Bihruz Bey karakterinin yaratılma nedeni, Batı ile tüm ilişkilerin kopartılmasını savunmak değildir. Genç Osmanlı hareketindeki oryantalizm karşıtı tavır, aynı zamanda onun Batılı devrimci hareketlerle en önemli kesişme noktası. Nitekim örgütün 1867’de Paris’te toplanan ve Namık Kemal ile Ziya Paşa’nın da katıldıkları kongresinde iki Batılı da yönetime girdi. Bu isimlerden dış ilişkiler sorumluluğunu üstlenen Simon Deutsch, bazı çevrelerde şüpheli karşılansa da Enternasyonal üyesiydi ve Paris Komünü’ne katıldı. Komünün yenilgisinden sonra Versailles’da hapsedilen devrimciler arasındaydı. Bihruz Bey, Simon Deutsch’lerin yıkmaya çalıştıklarının Doğu’daki izdüşümünü temsil ediyor.
Araba Sevdası romanı masa başında yazılmadı. Sadece yazarın yeteneklerinin eseri değil. Bir neslin aydınlık, özgürlük, bağımsızlık mücadelesinin parçası. Kitap, 1889’da, Fransız Devrimi’nin yüzüncü yılında kaleme alındı. O yıl Osman Hamdi Bey de bugünkü İstanbul Arkeoloji Müzesi’nin planları üzerinde çalışmaya başladı. Sayda kazılarında gün yüzüne çıkarttığı ve aralarında İskender Lahdinin de bulunduğu eserleri orada sergileyecekti.
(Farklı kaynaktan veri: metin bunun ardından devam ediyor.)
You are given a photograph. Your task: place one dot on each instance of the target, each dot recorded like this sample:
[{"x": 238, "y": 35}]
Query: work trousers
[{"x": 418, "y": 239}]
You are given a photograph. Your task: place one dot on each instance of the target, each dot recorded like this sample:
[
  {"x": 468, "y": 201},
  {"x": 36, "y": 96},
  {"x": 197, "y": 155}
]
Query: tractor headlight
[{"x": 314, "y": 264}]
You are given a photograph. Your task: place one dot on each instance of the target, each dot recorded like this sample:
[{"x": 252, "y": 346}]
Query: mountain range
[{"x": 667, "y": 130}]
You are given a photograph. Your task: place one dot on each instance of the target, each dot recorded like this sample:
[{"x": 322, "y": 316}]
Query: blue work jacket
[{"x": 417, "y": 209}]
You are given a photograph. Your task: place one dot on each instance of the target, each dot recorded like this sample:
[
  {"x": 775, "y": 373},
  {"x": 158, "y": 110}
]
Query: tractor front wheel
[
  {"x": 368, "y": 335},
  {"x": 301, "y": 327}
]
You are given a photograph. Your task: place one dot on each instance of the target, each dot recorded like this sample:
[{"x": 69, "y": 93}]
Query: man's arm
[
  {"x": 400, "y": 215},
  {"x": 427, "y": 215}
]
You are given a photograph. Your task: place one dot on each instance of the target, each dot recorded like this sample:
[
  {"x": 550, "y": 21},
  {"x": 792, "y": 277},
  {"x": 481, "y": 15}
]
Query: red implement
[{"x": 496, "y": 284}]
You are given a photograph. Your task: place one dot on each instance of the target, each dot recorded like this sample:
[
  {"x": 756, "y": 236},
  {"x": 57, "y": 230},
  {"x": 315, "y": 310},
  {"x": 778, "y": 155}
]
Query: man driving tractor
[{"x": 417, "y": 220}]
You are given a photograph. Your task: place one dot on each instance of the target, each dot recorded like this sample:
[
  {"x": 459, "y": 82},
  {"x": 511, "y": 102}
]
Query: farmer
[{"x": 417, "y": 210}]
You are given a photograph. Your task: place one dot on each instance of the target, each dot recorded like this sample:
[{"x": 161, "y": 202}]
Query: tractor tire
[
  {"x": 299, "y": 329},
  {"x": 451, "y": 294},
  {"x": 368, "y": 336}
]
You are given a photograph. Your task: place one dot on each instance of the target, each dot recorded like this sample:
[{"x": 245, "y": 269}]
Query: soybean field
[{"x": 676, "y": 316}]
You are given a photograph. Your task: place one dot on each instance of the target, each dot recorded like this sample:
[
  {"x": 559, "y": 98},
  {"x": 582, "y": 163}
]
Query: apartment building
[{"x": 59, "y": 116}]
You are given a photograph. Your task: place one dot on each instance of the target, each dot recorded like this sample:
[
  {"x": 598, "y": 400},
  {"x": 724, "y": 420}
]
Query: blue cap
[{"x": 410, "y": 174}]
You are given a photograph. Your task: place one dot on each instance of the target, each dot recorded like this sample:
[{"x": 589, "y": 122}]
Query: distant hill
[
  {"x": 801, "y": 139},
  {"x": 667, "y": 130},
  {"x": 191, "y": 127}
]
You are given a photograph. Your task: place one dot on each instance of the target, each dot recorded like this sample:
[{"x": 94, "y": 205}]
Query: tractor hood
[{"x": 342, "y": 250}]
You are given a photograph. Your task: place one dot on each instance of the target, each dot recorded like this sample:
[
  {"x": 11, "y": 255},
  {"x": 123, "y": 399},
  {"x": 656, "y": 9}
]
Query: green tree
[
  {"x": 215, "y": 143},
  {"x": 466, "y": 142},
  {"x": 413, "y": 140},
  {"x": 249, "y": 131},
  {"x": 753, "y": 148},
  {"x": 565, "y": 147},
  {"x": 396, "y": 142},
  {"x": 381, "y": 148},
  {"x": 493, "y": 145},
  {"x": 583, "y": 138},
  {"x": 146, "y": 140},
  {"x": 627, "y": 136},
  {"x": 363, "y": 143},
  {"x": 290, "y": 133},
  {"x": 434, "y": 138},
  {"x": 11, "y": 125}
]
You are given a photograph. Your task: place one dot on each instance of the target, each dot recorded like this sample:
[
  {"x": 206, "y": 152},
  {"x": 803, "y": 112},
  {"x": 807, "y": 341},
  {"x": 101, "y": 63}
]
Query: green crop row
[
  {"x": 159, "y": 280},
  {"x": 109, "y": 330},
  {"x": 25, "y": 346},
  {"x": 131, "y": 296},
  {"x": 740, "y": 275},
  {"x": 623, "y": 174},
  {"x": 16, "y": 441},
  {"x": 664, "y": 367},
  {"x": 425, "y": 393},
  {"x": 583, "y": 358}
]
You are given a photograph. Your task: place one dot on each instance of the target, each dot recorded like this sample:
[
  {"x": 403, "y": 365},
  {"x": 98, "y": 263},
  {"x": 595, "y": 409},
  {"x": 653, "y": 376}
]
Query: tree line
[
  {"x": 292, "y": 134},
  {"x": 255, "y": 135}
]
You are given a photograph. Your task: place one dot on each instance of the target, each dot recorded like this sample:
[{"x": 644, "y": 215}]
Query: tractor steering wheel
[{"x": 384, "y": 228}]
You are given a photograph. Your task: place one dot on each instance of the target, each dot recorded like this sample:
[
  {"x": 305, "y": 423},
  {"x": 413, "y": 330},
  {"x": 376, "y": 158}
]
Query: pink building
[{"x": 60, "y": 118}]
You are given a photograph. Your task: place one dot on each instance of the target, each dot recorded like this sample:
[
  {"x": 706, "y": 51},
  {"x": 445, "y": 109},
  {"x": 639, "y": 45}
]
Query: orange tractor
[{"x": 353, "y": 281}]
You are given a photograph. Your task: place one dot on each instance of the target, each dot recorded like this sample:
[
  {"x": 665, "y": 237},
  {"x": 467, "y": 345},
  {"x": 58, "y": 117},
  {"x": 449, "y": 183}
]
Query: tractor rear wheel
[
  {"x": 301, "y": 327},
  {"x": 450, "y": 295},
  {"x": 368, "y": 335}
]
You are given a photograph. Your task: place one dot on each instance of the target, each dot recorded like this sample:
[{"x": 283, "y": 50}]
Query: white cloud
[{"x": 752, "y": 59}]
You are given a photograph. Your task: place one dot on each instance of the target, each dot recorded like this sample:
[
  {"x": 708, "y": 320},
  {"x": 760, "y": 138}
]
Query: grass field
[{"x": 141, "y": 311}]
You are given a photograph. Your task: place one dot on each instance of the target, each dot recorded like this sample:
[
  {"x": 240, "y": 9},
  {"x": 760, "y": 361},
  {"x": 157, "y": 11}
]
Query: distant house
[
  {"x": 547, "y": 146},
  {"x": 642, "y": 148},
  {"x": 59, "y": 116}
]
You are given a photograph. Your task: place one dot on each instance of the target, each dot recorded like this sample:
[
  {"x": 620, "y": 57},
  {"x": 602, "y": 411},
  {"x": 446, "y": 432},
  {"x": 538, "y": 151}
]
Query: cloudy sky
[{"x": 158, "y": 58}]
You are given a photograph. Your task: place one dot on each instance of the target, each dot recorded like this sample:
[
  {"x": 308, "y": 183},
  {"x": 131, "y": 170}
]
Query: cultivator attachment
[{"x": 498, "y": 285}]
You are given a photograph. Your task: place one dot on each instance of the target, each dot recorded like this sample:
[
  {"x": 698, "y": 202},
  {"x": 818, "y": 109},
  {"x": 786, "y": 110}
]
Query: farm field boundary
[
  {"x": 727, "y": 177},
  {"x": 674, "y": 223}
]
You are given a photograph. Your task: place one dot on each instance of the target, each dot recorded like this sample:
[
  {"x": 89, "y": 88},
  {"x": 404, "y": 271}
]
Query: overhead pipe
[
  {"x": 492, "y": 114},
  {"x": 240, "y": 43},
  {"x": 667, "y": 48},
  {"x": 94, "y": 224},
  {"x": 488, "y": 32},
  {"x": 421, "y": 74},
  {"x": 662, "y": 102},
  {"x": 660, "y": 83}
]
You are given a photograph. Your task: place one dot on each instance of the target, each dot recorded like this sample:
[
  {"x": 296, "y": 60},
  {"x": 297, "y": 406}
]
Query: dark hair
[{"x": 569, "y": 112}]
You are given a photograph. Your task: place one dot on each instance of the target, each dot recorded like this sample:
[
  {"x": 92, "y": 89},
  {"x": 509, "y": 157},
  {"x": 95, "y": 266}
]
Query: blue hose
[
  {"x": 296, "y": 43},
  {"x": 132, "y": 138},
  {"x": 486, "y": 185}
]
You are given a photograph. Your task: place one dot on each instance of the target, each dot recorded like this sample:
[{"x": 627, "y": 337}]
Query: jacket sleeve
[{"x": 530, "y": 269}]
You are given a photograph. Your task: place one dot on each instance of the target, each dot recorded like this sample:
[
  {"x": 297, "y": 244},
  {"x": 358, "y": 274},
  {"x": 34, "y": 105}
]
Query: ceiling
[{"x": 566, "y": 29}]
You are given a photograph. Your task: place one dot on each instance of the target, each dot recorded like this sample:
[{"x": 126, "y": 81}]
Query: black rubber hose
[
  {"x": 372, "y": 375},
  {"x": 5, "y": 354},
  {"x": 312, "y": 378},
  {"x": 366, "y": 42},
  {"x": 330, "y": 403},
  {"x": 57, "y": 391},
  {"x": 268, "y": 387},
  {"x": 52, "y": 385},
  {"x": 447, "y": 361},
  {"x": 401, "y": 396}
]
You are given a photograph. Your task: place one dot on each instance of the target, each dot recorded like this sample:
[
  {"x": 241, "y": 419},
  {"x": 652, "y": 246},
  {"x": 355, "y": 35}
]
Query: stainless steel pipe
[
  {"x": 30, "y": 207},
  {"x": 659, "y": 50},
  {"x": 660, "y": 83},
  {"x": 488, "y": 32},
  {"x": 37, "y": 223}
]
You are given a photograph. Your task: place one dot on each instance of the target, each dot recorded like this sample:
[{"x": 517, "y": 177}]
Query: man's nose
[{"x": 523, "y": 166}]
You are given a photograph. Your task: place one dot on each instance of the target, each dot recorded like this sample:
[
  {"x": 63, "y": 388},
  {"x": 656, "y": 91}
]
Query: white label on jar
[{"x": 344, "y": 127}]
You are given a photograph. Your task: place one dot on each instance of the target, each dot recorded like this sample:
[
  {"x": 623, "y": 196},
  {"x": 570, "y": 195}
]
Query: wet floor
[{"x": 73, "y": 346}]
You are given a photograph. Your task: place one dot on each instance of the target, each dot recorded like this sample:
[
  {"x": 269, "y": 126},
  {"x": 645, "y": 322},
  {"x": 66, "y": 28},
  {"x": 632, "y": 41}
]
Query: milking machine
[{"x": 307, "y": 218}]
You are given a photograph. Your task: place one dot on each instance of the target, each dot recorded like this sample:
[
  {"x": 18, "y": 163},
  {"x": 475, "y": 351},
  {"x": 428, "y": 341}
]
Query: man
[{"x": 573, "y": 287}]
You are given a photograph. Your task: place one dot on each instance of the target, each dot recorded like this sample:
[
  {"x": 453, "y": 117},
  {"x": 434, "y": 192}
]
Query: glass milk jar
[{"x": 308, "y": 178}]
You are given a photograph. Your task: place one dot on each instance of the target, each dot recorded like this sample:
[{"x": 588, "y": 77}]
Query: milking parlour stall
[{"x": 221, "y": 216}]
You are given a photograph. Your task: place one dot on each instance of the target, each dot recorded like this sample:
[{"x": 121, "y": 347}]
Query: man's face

Yine aynı yıl dört öğrenci Askeri Tıbbiye’nin bahçesinde bir araya geldi. Sonradan İttihat Terakki Cemiyeti’ne dönüşecek İttihad-ı Osmani Cemiyeti’ni kurmak üzere toplanmışlardı.
[1] LadyHornby, Kırım Savaşı Sırasında İstanbul, Kitap Yayınevi, 2007, s. 151.
[2] Alphonse de Lamartine, İstanbul Yazıları, Yenilik Basımevi, 1971, s. 115.
[3] BaronneDueand de Fotmagne, Kırım Savaşı Sonrasında İstanbul Günleri, İstiklal Kitapevi, 2007, s. 307.